There are several problems with the interpretation of the opposition of simple and compound adjectives in the ancient Slavic languages as a way to express indefiniteness/definiteness of the noun.
First of all, I can think of no reason (and no typological example) why the definite article would merge with the adjective and disappear as a separate element. Taking into consideration that in the early Slavic texts the structure of compound adjectives was pretty transparent, they seem to have grammaticalized not long before, and this и/ꙗ/ѥ should have preserved (even occasionally) as a noun identifier as well, which is not so in reality.
Second, the meaning of the separate и/ꙗ/ѥ in the old Slavic texts, at least in the Nominative, is "which", thus the meaning of «новоѥ» being "new-which" rather than "new-the".
Third, in Lithuanian, the same opposition of simple/compound adjectives is used (as the grammars tell) to put the emphasis on the adjective rather than the noun: «žalias obuolys» means both "a green apple" and "the green apple", while «žaliasis obuolys» means "a/the apple which is green, which differs by its green color".
Thus, in the opposition «зелено ꙗблъко» vs. «зеленоѥ ꙗблъко» the second variant puts an emphasis on the uniqueness of the meaning expressed by the adjective (the green apple among apples of other color).

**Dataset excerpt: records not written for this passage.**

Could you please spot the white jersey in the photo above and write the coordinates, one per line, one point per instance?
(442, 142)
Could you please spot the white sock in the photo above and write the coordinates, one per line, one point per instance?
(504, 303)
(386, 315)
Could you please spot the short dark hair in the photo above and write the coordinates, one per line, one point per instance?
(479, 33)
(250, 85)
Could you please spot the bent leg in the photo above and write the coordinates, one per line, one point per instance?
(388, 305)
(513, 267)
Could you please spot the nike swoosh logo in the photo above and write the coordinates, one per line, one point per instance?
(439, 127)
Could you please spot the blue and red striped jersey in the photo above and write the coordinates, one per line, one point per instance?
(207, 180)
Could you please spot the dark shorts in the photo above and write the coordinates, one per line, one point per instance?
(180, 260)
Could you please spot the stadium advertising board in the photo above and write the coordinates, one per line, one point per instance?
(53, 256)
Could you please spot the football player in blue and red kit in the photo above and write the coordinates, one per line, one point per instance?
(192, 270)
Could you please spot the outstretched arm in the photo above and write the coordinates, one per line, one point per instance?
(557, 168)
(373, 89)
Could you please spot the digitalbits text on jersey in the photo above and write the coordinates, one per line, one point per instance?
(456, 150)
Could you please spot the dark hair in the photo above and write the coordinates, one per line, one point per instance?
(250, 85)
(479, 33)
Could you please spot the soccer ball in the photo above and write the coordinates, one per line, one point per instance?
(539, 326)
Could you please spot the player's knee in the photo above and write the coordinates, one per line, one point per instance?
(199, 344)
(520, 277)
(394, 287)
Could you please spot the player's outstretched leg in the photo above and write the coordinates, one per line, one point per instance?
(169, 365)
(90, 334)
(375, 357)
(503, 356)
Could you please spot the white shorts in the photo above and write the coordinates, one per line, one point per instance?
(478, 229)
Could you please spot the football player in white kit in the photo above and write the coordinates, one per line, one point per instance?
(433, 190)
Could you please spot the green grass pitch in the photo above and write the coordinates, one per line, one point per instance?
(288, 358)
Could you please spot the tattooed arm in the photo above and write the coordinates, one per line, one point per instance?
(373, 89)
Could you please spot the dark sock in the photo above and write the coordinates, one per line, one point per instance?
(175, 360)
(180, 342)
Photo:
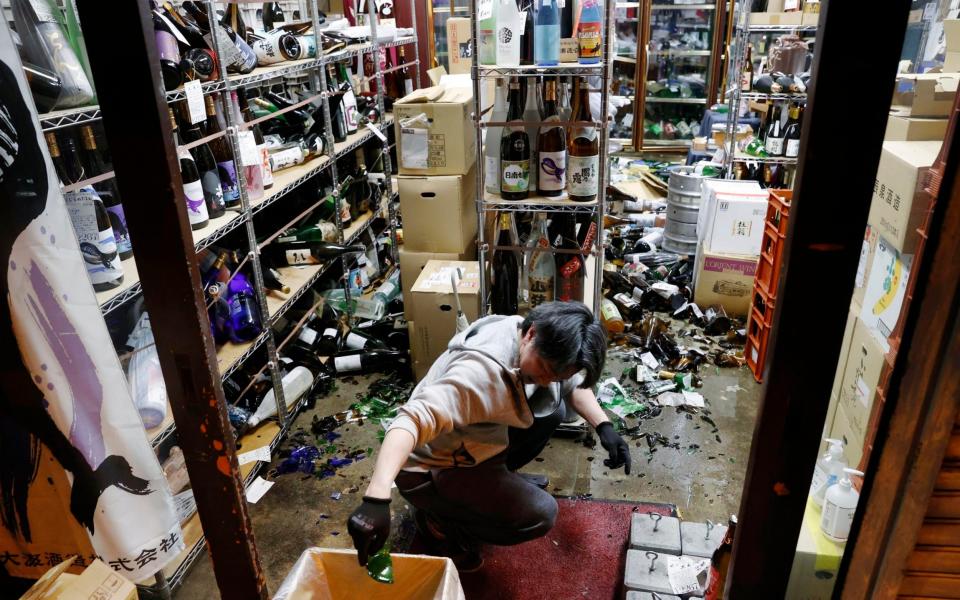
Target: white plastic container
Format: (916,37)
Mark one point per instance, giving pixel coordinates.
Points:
(828,471)
(839,506)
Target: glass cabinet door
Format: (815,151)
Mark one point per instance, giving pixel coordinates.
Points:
(681,48)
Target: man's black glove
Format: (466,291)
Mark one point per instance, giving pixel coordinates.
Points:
(369,526)
(615,445)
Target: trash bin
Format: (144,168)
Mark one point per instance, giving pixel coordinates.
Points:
(328,574)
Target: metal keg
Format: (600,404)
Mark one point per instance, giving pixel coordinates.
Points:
(683,209)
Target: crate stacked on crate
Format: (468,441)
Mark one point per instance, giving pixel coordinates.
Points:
(767,282)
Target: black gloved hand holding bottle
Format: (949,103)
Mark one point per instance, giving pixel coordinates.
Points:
(615,445)
(369,526)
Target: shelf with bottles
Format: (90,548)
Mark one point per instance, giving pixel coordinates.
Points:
(562,203)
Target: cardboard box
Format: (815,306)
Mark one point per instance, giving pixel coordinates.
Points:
(439,212)
(817,561)
(98,581)
(885,290)
(867,250)
(772,18)
(859,385)
(435,133)
(899,177)
(725,280)
(411,263)
(737,224)
(915,129)
(433,308)
(928,94)
(459,44)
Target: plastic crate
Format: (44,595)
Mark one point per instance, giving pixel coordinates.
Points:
(755,350)
(771,259)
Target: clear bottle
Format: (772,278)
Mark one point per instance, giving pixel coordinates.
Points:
(491,143)
(547,33)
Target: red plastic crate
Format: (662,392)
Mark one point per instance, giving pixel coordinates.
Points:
(755,350)
(771,259)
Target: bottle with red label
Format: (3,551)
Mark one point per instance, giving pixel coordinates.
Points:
(590,33)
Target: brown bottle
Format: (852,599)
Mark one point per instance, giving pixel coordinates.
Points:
(720,563)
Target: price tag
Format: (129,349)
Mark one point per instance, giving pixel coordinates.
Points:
(249,155)
(261,454)
(257,489)
(484,9)
(195,104)
(376,131)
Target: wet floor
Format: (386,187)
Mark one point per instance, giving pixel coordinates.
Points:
(703,475)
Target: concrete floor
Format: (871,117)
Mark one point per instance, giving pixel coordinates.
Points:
(703,478)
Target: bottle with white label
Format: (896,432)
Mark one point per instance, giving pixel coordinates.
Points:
(356,362)
(491,143)
(551,146)
(583,149)
(827,472)
(514,150)
(839,507)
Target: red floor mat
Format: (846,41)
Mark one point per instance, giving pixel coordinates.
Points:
(582,557)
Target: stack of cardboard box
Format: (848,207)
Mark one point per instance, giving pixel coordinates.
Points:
(436,148)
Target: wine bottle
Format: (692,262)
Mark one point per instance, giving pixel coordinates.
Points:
(583,150)
(349,99)
(209,172)
(547,33)
(192,188)
(571,268)
(774,141)
(108,192)
(245,323)
(791,134)
(89,217)
(305,253)
(357,362)
(491,143)
(527,41)
(720,563)
(168,52)
(590,34)
(226,168)
(551,146)
(505,268)
(514,150)
(540,270)
(265,169)
(487,34)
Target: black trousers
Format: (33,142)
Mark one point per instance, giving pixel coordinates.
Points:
(489,503)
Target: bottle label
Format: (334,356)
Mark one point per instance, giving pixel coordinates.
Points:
(265,165)
(793,148)
(308,336)
(774,146)
(516,175)
(196,206)
(552,174)
(589,38)
(355,342)
(492,172)
(228,183)
(212,192)
(541,289)
(300,256)
(118,221)
(286,158)
(347,364)
(582,176)
(167,46)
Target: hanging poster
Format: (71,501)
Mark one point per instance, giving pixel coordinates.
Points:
(77,474)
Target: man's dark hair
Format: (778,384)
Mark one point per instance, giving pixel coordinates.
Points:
(569,336)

With time, the meaning shifted: in some languages (South Slavic ones), towards expressing indefiniteness/definiteness of the noun; in others, the meaning became identical, with differences in syntactical usage or in stylistic flavor.
By the way, you can find this across the literature and even in manuals of the Old Slavonic. Simply, since this distinction seems to be absent in any modern European language but Lithuanian, people by default don't pay attention to the subtleties and classify the old definiteness of adjectives as just a special case of definiteness of nouns.